We have been trained to close read texts and deconstruct. To think about what the text does not do as much as what it does do.

I am fascinated by this persistent attraction to the negative. Yet if you think about it, what a text does not do, is like surrogate grief on the part of the reader. I mourn the lack of detail. I long for more lyricism. I cannot see the link between the cat and the moon. Fair enough. Poems establish all manner of bridges that some of us are unable to cross.

As a reviewer on this blog I am not interested in what a poem does not do. I am not interested in hunting for what I might deem as its potential failings. This bores me. It is not part of my health regime.

Instead I am interested in plunging, head and heart together, into the unknown. Where will I be lead? What will I discover about what this poem does. I might sing out when a poem catches hold of me, but I don’t carry a subjective yardstick to measure quality.

I never forget that the person that wrote the poem might read what I wrote. I want to have the guts to write and be prepared to say it to someone’s face over a glass of wine. It is not what you say but how you say it. Perhaps this is why Bill Manhire has such a good reputation as a ‘teacher’ of creative writer. I just had my first first-hand experience of this recently.

As authors we all react to reviews differently. I read my first review of my first book in a supermarket and was shocked that it was so mean. As I walked past the cornflakes and the frozen peas I made a choice. Reviews would belong to the reviewers.  Not me. I decided I would not take personal attacks personally, I would be able to sit on a panel next to a mean reviewer with extreme comfort. And I do. When the review is erudite, when the reviewer is so clearly engaged with my book on a deep level, I  welcome critical points (Emma Neale a case in point, thank you!). Countless authors do.

However some authors get tipped into varying degrees of depression or inability to write. This matters to me. Yes, we choose to exist in a public arena and therefore must accept public engagement and debate. But I am not sure we have to accept assassinations, minor or major. Historically, and in recent times, there are some despicable examples of this.

 

 

What got me more than anything though about Iain’s new-old view on reviewing is the lack of generosity in terms of our wider book world.
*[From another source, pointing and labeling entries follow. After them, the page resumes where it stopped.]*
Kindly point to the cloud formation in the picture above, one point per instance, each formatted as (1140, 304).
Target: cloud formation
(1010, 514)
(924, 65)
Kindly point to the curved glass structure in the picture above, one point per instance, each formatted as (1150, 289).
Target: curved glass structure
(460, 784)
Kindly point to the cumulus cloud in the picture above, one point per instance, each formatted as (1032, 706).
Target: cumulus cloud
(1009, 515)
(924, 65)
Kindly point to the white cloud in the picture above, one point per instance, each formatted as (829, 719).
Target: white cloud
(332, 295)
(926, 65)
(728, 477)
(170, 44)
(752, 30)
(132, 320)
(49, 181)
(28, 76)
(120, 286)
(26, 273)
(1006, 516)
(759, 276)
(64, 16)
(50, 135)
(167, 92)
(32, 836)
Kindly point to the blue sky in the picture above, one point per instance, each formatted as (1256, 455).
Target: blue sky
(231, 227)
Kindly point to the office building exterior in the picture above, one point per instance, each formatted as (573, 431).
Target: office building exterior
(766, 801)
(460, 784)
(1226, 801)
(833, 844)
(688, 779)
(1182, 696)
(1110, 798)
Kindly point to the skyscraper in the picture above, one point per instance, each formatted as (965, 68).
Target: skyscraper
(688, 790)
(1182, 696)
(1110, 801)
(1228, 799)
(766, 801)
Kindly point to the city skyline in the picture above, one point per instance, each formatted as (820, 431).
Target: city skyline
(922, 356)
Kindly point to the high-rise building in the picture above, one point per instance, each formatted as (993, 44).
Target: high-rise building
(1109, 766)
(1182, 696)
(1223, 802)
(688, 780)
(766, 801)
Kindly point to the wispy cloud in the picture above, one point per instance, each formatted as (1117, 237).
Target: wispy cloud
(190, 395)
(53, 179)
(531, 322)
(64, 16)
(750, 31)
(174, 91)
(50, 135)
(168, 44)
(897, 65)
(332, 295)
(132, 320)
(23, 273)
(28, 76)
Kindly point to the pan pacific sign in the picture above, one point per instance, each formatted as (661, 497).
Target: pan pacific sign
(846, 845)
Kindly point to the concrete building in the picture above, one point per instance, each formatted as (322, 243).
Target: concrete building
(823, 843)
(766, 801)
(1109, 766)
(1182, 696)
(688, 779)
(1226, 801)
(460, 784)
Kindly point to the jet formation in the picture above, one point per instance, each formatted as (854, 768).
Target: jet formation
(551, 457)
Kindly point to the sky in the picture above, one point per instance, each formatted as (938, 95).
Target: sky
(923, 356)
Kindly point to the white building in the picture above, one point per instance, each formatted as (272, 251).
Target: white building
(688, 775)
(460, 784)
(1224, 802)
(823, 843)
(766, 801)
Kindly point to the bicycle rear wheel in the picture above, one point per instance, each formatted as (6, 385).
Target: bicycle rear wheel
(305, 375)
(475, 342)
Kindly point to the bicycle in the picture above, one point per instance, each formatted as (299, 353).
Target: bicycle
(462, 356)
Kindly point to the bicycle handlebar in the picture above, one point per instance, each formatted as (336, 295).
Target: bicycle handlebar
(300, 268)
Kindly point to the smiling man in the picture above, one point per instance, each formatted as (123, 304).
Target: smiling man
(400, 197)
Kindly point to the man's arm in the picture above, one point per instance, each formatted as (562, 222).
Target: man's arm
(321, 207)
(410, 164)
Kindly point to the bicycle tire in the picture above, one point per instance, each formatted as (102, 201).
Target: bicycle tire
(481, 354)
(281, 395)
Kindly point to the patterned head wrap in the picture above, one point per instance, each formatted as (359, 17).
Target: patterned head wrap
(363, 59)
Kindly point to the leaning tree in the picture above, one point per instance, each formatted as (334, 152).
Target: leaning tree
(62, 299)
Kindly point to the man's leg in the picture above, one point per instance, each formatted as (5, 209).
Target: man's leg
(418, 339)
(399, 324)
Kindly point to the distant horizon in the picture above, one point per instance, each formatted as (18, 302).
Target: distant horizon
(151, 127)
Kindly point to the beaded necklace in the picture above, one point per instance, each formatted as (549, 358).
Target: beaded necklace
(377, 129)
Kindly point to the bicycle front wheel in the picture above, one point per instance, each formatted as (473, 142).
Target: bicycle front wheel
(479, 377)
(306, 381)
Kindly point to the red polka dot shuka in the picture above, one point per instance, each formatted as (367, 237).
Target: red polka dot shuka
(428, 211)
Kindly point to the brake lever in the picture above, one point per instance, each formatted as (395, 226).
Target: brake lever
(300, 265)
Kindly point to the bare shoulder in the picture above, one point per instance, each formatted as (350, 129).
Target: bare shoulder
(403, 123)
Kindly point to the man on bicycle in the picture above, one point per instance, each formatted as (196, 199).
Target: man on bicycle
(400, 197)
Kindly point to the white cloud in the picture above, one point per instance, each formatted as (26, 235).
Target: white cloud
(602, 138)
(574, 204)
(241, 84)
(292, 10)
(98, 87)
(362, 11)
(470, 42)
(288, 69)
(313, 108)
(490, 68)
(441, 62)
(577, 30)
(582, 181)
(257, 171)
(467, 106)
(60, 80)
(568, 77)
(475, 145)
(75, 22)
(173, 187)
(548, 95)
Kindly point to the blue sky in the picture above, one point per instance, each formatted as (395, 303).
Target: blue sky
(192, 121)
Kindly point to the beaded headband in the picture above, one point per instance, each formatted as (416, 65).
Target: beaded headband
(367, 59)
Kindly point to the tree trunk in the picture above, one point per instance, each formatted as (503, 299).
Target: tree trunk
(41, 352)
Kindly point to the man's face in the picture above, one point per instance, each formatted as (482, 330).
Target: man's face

In this context, it is a matter of focusing on reviewing platforms (not what publishers, booksellers, authors and readers are trying to achieve to keep things thriving). Against all odds some places are working hard to showcase NZ books.The first and most important aim is to bring books to our attention as readers. I am lucky in that most publishers send me NZ poetry books. How on earth would I know what was going on otherwise? Where does poetry get widespread attention?

I applaud those places that are refusing to sever the cord between reader and NZ books: The Listener (Three cheers), North & South (three cheers!), Metro (not doing what it used to do sadly, but still a tad), The Spin Off (yes!), NZ Books (three cheers), Landfall, Landfall-on-line (again thank you!). I have just agreed to review books for Fairfax  because it will include NZ books (and poetry). Other blogs and websites.
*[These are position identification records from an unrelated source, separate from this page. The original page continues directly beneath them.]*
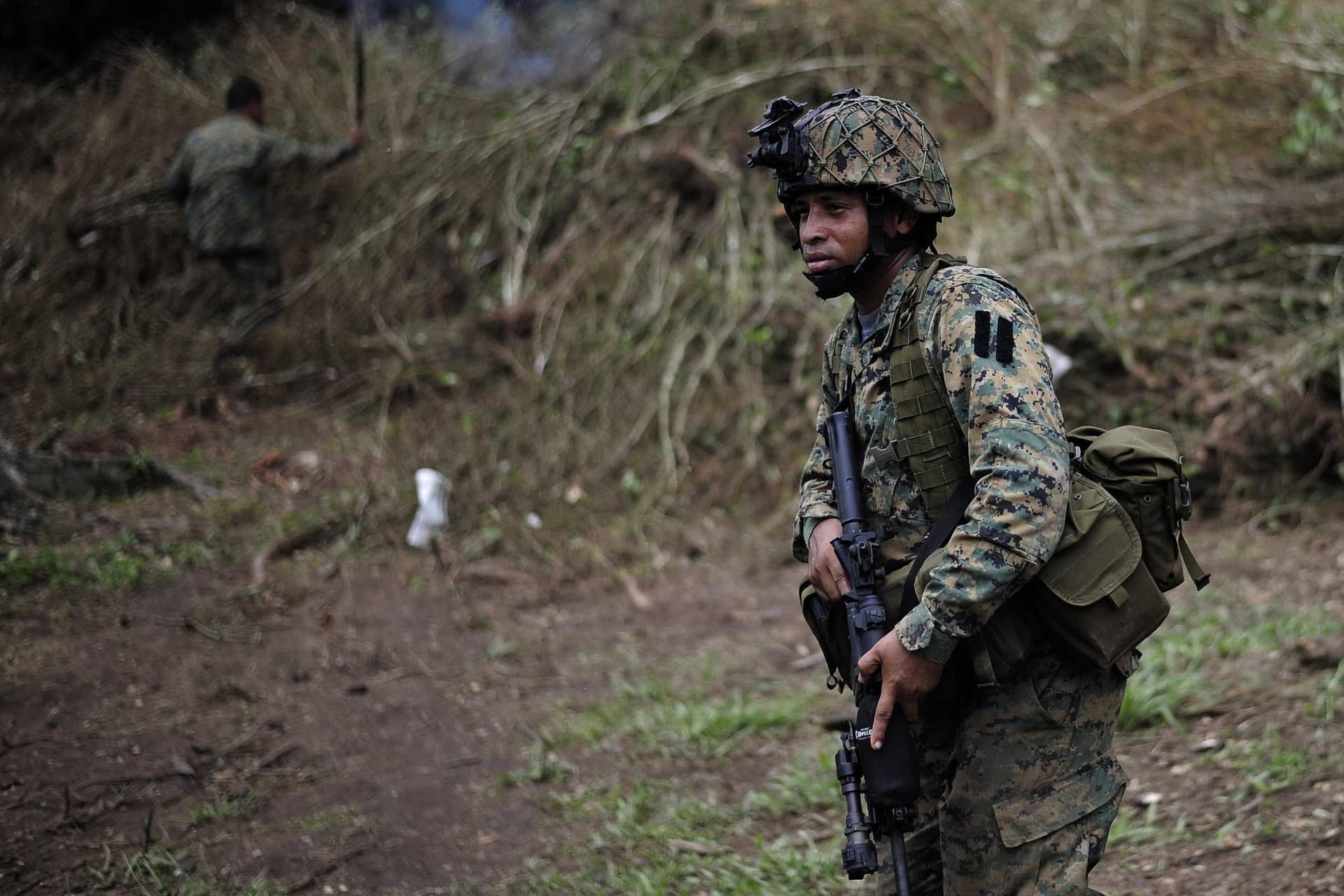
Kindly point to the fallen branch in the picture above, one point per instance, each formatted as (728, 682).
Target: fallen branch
(274, 755)
(288, 545)
(311, 878)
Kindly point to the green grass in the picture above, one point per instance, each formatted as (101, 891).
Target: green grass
(654, 718)
(163, 872)
(223, 809)
(108, 567)
(1191, 663)
(1266, 764)
(656, 837)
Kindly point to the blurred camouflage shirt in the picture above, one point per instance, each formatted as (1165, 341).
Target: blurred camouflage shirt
(1015, 438)
(220, 178)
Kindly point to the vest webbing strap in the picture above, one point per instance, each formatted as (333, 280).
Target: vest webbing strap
(932, 444)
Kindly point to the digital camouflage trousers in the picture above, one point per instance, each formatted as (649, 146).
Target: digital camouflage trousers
(1019, 780)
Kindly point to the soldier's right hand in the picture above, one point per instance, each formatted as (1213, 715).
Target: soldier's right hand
(824, 570)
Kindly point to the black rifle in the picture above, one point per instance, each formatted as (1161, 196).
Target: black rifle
(888, 777)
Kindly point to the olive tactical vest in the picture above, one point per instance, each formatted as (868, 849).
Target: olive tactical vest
(930, 441)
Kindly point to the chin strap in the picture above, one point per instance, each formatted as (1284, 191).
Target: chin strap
(844, 280)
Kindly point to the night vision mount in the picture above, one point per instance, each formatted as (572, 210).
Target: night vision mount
(781, 146)
(781, 134)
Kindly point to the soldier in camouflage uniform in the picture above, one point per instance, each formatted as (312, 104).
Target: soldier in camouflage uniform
(220, 179)
(1019, 780)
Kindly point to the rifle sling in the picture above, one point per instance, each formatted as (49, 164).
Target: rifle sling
(937, 536)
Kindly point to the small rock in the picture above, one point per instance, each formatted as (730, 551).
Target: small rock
(1319, 652)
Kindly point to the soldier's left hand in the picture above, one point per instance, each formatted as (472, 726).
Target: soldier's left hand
(906, 680)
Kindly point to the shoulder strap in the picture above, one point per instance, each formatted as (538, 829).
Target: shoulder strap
(937, 536)
(932, 442)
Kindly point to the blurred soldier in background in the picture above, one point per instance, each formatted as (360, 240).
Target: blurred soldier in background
(220, 178)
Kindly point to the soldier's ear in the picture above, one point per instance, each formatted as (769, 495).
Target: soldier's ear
(898, 218)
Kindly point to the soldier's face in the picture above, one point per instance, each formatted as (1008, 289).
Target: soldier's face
(834, 227)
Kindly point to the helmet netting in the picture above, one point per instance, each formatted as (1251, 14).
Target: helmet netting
(873, 141)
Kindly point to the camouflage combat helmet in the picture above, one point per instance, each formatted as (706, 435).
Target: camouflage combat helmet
(857, 141)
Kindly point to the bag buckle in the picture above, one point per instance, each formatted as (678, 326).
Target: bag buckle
(885, 456)
(1187, 504)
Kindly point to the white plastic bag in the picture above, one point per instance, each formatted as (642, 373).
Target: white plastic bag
(432, 489)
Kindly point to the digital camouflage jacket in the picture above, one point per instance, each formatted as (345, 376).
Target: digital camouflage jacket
(999, 387)
(220, 178)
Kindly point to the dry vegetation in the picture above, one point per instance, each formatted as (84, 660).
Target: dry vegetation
(581, 279)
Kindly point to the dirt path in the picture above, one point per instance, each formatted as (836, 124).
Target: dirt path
(356, 738)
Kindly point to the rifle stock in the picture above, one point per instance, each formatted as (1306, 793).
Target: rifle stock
(889, 778)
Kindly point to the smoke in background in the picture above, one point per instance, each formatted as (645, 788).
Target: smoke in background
(498, 43)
The second aim is to generate avenues into a book for a reader to pursue. To connect book to reader.

The third aim is to foster ideas and debate. Here criticism flourishes. A drive on this blog to explore what poetry is capable of doing.

Finally, my personal aim is to contribute to a vibrant NZ poetry landscape. To find ways to connect poetry, poets and readers. To celebrate what we do here. To be prepared to challenge writing that erodes rather than augments our relations within the world of books. To challenge views that exhibit sexism, racism, classism, regionalism and so on.

To use this blog to be an ambassador for NZ poetry no matter the risks.